Card check: Democrats can expect fight

WASHINGTON — A national association of concrete company executives gathered two months before Tuesday’s election in an ornate room off the Senate floor to meet with Republican Sen. John Ensign.

The Nevada lawmaker laid out a grim picture of what would happen if Congress approved and the president signed a labor-backed bill making it easier for unions to organize in the workplace. The legislation had not enjoyed enough support to pass the current Senate, but would surely return in future sessions of Congress.

Ensign, who headed Republican election efforts in the Senate, regarded the Employee Free Choice Act his No. 1 tool in raising money important to candidates in a handful of close races across the country.

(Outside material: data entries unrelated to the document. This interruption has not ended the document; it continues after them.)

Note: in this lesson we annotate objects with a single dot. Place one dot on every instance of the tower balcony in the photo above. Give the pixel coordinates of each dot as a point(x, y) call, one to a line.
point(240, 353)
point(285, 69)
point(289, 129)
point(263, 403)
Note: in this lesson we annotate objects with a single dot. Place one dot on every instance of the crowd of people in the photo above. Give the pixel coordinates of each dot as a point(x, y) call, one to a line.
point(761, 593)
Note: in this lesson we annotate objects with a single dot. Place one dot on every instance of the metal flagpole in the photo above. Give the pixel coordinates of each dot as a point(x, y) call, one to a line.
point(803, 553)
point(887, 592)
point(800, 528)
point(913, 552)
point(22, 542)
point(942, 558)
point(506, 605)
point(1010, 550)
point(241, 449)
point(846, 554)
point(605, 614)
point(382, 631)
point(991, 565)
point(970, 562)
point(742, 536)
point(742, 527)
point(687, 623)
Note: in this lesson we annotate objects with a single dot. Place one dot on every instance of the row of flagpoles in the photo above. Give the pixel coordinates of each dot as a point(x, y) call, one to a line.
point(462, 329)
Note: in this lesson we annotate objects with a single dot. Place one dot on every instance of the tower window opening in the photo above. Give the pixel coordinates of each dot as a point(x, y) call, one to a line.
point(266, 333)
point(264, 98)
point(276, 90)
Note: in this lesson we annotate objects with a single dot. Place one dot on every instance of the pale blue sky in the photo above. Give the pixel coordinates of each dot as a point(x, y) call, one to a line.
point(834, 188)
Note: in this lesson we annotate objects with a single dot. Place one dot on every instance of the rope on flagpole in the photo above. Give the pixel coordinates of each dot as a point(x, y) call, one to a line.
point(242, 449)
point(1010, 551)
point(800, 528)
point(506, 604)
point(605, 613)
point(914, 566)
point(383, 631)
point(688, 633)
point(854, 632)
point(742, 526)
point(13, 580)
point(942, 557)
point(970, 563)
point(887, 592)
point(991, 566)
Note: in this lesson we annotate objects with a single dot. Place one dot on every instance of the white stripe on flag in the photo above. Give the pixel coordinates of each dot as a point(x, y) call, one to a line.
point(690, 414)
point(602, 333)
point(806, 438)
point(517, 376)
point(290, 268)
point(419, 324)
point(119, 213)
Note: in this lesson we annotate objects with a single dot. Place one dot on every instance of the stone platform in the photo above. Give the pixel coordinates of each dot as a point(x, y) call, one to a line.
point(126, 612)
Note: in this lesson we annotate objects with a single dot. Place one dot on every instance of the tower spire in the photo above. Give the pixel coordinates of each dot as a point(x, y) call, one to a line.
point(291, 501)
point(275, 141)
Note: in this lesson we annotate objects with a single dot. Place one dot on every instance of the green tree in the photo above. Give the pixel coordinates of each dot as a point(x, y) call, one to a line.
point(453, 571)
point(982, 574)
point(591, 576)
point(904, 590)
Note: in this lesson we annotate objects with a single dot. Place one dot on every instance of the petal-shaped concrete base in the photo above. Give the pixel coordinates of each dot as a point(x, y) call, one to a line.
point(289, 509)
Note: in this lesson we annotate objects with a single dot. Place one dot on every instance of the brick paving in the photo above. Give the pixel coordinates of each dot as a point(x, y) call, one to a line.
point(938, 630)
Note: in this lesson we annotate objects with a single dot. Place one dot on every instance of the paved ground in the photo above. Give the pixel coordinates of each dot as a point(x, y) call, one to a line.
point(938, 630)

The act was becoming part of those campaigns. Unions were spending tens of millions of dollars to promote the legislation, and the U.S. Chamber of Commerce and others were just as furiously spending money against.

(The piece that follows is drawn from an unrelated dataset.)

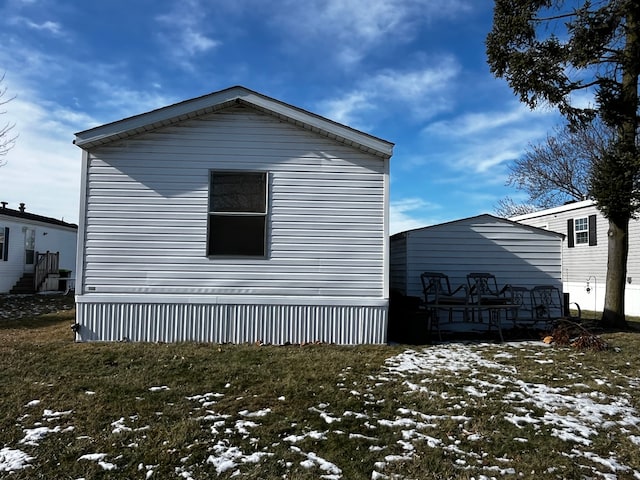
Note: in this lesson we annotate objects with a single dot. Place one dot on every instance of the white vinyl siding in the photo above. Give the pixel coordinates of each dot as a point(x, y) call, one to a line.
point(586, 265)
point(147, 207)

Ensign made no direct appeal for financial help that morning two months ago, but the message was clear. The bill was bad for business and as union membership swelled, the law would be bad for the Republican Party in Washington.

“Unions don’t spend money to elect Republicans,” Ensign told the concrete execs. “They spend money to elect Democrats. From our perspective, this would have devastating consequences.”

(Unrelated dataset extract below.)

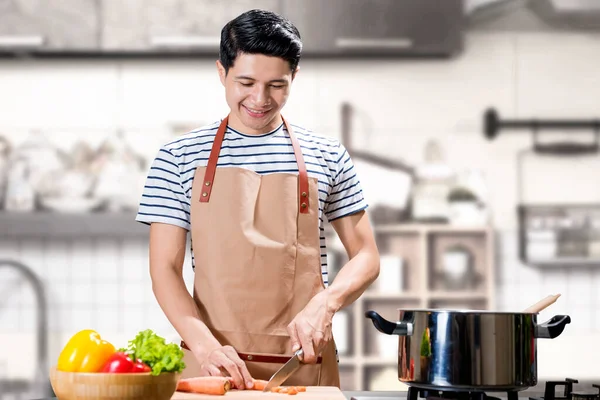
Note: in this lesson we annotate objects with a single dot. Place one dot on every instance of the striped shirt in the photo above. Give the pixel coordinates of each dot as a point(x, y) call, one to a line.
point(167, 192)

Tuesday, six Democratic Senate candidates who support the bill won their elections. (Other key races remained undecided.)

A poll of 942 voters in Senate battleground states taken Nov. 2-4 and released Thursday by American Rights at Work, an advocacy group, showed just three Republican voters said they were voting against the Democratic candidate because of the union issue.

Now, with Democrats enjoying greater numbers in the Senate, unions and their allies see passage of the bill as a top priority. President-elect Barack Obama has said he supports the bill. President Bush does not.

The bill would allow unions to form if a majority of the employees agree by signing their names to a card. Current law says company owners can require an election. Unions say elections can take months to organize, enabling managers to intimidate workers before voting begins.

But businesses argue that doing away with the secret ballot, and simply allowing workers to sign their names to a card, will allow union bosses to twist arms outside the privacy of the voting booth. Ensign calls it “un-American.”

Unions, including those on the Strip, think the bill will enable workers to organize with less interference from company executives. The Las Vegas experience suggests they are correct.

The Mirage was the first Las Vegas casino that struck an agreement with the Culinary Union that represents Strip workers for this kind of organizing, and most other Strip operators have followed suit.

Even with greater numbers of Democrats in the Senate, a few Republicans would still be needed to cross over to pass the bill. Last year only one Republican did so.

“We must pass the Employee Free Choice Act,” Tom Woodruff of Change to Win, a coalition of major unions, said in a statement Thursday. “Corporations and CEOs have used their tremendous power to threaten, coerce, intimidate and fire workers for trying to form a union.”

Steve Smith, a spokesman for the AFL-CIO, said the union is retaining its teams of election workers in such states as Minnesota, where Senate races remains undecided, to push for the bill’s passage.

“We’re obviously going to be mounting a strong campaign,” Smith said.

Chamber President Thomas Donohue foreshadowed the brutal battle ahead.

“We do not want that to become law,” Donohue said Thursday.

The chamber thinks its campaign in the battleground states elevated the issue among voters, and it too has resources to continue the fight. Its own statistics show 7 percent of Americans are aware of the union issue, compared with as many as 30 percent in battleground Senate states where ads were shown.

“We are well prepared,” Donohue warned. “It’s not going to be a walk in the park.”